第127話 予言

パァン!ダンッ!


床への踏み込みと、竹刀が当たった時の音が道場に鳴り響く。剣道というものを、なんとなくしか知らない琥珀には、初めての光景で思わず見入ってしまう。


竹刀が当たったり、床を踏む音は激しく、少し怖くも感じたが、それよりも、最愛の恋人の勇士にただただ見惚れていた。


「すごい……」

「ええ、手加減してるとはいえ、あの人の動きをしっかりと捉えてますね」


隣で見ていた暁斗の祖母である忍ですら、そう言うほどに凄まじいものだった。しかし、琥珀は少し引っかかって思わず聞いていた。


「あの、手加減って……あれでですか?」

「ええ、でもあの子はほとんど初心者でこれですから、本気でやれば中学の大会なんて余裕でしょうね」

「あっくん、やっぱり凄い……」


ボーッと熱の籠った視線を向ける琥珀。その瞳は恋する乙女で、暁斗の祖父である源蔵の方は眼中になく、暁斗のみを見ていた。

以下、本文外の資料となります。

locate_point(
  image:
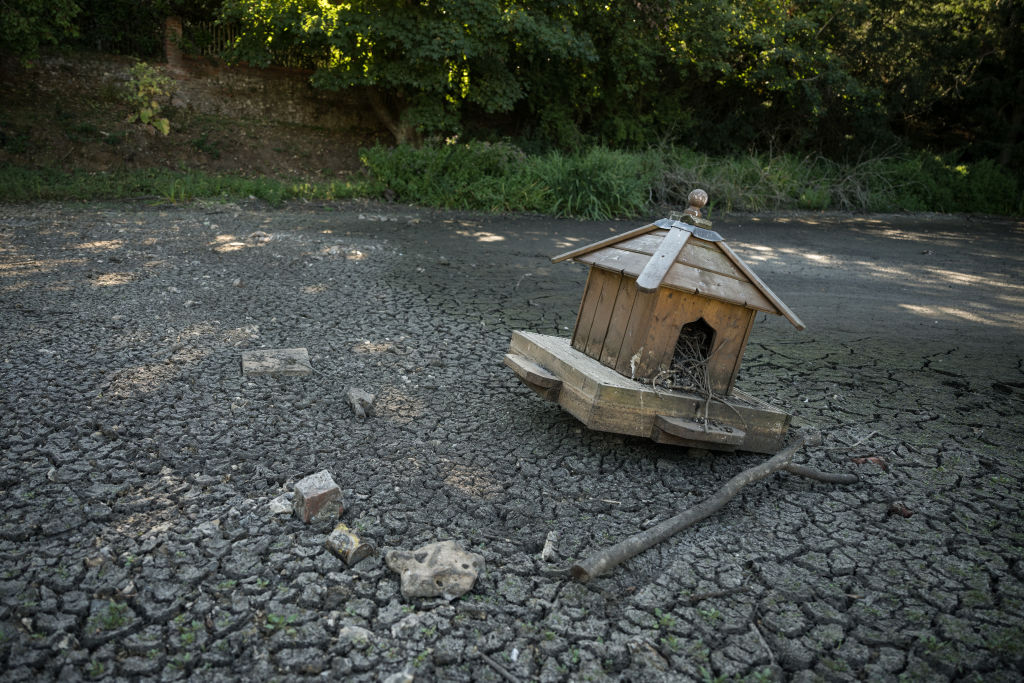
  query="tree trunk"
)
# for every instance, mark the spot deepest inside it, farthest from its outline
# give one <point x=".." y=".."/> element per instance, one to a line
<point x="402" y="133"/>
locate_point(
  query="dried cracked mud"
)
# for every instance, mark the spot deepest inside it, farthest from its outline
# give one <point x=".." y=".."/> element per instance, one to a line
<point x="136" y="540"/>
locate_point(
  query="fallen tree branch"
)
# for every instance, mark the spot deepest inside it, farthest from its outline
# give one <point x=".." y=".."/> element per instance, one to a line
<point x="605" y="560"/>
<point x="818" y="475"/>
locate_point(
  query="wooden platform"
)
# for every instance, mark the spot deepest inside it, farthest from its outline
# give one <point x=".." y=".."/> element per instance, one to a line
<point x="605" y="400"/>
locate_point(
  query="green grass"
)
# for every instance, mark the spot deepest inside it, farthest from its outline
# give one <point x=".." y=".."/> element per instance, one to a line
<point x="607" y="183"/>
<point x="596" y="183"/>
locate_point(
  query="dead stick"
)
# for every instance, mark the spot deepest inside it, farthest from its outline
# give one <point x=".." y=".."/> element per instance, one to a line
<point x="498" y="668"/>
<point x="818" y="475"/>
<point x="605" y="560"/>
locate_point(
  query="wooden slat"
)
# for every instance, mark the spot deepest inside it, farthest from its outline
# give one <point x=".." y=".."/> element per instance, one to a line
<point x="591" y="295"/>
<point x="730" y="327"/>
<point x="576" y="253"/>
<point x="663" y="259"/>
<point x="782" y="308"/>
<point x="699" y="254"/>
<point x="605" y="400"/>
<point x="620" y="317"/>
<point x="631" y="349"/>
<point x="688" y="429"/>
<point x="602" y="315"/>
<point x="673" y="309"/>
<point x="707" y="256"/>
<point x="742" y="347"/>
<point x="684" y="278"/>
<point x="530" y="372"/>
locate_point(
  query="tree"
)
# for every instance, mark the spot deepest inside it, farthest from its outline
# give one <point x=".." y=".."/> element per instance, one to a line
<point x="28" y="26"/>
<point x="419" y="62"/>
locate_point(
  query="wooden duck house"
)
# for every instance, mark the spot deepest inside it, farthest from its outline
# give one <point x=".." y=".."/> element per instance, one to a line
<point x="666" y="315"/>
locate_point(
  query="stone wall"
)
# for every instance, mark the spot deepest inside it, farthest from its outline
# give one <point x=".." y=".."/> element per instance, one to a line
<point x="274" y="94"/>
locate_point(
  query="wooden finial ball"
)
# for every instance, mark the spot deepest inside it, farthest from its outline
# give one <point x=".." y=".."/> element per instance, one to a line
<point x="697" y="199"/>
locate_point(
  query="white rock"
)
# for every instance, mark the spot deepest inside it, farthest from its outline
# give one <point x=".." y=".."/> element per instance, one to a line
<point x="281" y="505"/>
<point x="435" y="569"/>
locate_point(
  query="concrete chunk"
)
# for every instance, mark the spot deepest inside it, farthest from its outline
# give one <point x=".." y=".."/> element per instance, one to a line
<point x="435" y="569"/>
<point x="289" y="361"/>
<point x="317" y="497"/>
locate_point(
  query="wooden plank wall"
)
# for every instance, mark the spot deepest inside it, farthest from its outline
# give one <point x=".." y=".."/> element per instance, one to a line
<point x="616" y="322"/>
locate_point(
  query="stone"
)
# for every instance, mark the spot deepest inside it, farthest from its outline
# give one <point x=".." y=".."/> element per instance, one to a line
<point x="437" y="569"/>
<point x="317" y="497"/>
<point x="361" y="402"/>
<point x="550" y="551"/>
<point x="288" y="361"/>
<point x="349" y="547"/>
<point x="281" y="505"/>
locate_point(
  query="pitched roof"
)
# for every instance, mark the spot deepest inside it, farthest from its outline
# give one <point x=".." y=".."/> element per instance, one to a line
<point x="683" y="256"/>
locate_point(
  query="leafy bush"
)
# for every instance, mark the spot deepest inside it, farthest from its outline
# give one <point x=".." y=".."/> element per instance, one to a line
<point x="144" y="90"/>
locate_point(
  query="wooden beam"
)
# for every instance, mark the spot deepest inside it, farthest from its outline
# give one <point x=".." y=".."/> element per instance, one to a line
<point x="603" y="243"/>
<point x="757" y="282"/>
<point x="652" y="273"/>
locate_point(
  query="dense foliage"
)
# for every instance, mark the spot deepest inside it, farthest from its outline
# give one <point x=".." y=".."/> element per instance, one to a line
<point x="841" y="79"/>
<point x="828" y="76"/>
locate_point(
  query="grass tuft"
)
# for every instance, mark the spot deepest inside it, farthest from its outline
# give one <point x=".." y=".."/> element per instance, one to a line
<point x="597" y="183"/>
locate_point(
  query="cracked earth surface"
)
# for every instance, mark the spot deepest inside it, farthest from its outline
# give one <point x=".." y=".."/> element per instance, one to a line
<point x="136" y="541"/>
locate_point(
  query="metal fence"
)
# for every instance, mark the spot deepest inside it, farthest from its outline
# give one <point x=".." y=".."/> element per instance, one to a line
<point x="213" y="39"/>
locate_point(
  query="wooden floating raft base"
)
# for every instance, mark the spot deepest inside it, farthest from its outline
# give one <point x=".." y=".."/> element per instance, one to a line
<point x="605" y="400"/>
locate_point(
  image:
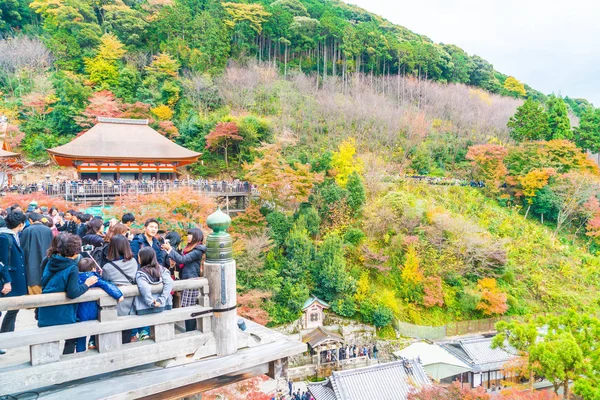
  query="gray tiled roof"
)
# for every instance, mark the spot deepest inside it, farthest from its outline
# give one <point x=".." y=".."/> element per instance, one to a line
<point x="389" y="381"/>
<point x="479" y="354"/>
<point x="321" y="390"/>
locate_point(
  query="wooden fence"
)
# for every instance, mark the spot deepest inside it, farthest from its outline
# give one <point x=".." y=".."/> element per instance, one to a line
<point x="458" y="328"/>
<point x="49" y="367"/>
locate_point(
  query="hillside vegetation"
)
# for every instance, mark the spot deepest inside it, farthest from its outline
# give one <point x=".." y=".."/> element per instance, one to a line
<point x="326" y="108"/>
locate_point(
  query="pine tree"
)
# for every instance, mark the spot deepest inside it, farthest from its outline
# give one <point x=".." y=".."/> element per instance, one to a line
<point x="530" y="122"/>
<point x="587" y="135"/>
<point x="514" y="86"/>
<point x="558" y="119"/>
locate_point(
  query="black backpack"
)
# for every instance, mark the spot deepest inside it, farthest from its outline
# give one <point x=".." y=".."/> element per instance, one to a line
<point x="98" y="254"/>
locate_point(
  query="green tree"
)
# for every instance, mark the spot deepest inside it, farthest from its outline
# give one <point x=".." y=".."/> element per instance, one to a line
<point x="558" y="119"/>
<point x="530" y="122"/>
<point x="331" y="278"/>
<point x="356" y="192"/>
<point x="519" y="336"/>
<point x="587" y="134"/>
<point x="512" y="85"/>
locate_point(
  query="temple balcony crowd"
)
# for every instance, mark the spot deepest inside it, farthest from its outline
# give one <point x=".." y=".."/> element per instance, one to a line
<point x="62" y="186"/>
<point x="46" y="250"/>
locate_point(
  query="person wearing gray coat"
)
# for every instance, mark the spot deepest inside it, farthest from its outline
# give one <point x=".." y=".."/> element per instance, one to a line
<point x="151" y="274"/>
<point x="120" y="269"/>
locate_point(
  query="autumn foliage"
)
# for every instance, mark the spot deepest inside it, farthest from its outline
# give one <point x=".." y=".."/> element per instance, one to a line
<point x="176" y="210"/>
<point x="224" y="134"/>
<point x="493" y="300"/>
<point x="452" y="392"/>
<point x="248" y="389"/>
<point x="101" y="104"/>
<point x="41" y="198"/>
<point x="277" y="181"/>
<point x="488" y="164"/>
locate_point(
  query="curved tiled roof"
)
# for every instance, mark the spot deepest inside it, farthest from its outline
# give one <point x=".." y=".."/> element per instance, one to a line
<point x="319" y="336"/>
<point x="391" y="381"/>
<point x="119" y="138"/>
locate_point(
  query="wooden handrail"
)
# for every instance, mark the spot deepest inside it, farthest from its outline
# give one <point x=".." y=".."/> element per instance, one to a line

「まあ、あの子の場合、他の経験があるのかもしれませんが……ふむ……」

「お祖母様?」


しばらく考えてから、忍は声を落として聞いてきた。


「琥珀さん、もし、悪夢を見たら暁斗に報告してください」

「悪夢……ですか?」

「ええ、まだ当分先でしょうが……」


首を傾げる琥珀に忍は優しげな笑みを浮かべて言った。


「杞憂でしょうけどね。暁斗は頼られることが嬉しいので、甘えてあげてください」

「はい。でも、私、あっくんに頼ってばっかりで……」

「いいんですよ。だって、暁斗は貴方が隣にいることが何よりも嬉しいのですから」


忍としては、暁斗の気持ちも琥珀の気持ちもよく分かった。暁斗のように、ただそばに居て欲しいという気持ち、琥珀の助けられてばかりという気持ち、どっちも分かる。でも、それがすれ違う可能性は低いだろうとも思うのだ。


それくらい、2人はラブラブだし、それくらい2人の愛は深いものだからだ。


「そばに……私、あっくんのそばに居てもいいんでしょうか……?」

「暁斗はそれを望んでますから。それに、琥珀さんも同じ気持ちだと思いますが?」


その言葉に琥珀は頬を赤らめてこくりと頷く。そんな琥珀を満足気に見つめてから、未だに打ち合ってる2人を見て忍は呟く。


「……きっと、あなた達は幸せになれますからね」


楽しげな源蔵の顔と、必死ながらも、琥珀の気配を感じで何度か視線を琥珀に向ける暁斗。そして、そんな暁斗からの視線が嬉しくて微笑む琥珀という3人を見て忍は満足気な表情をする。可愛い孫の幸せを確信しながら。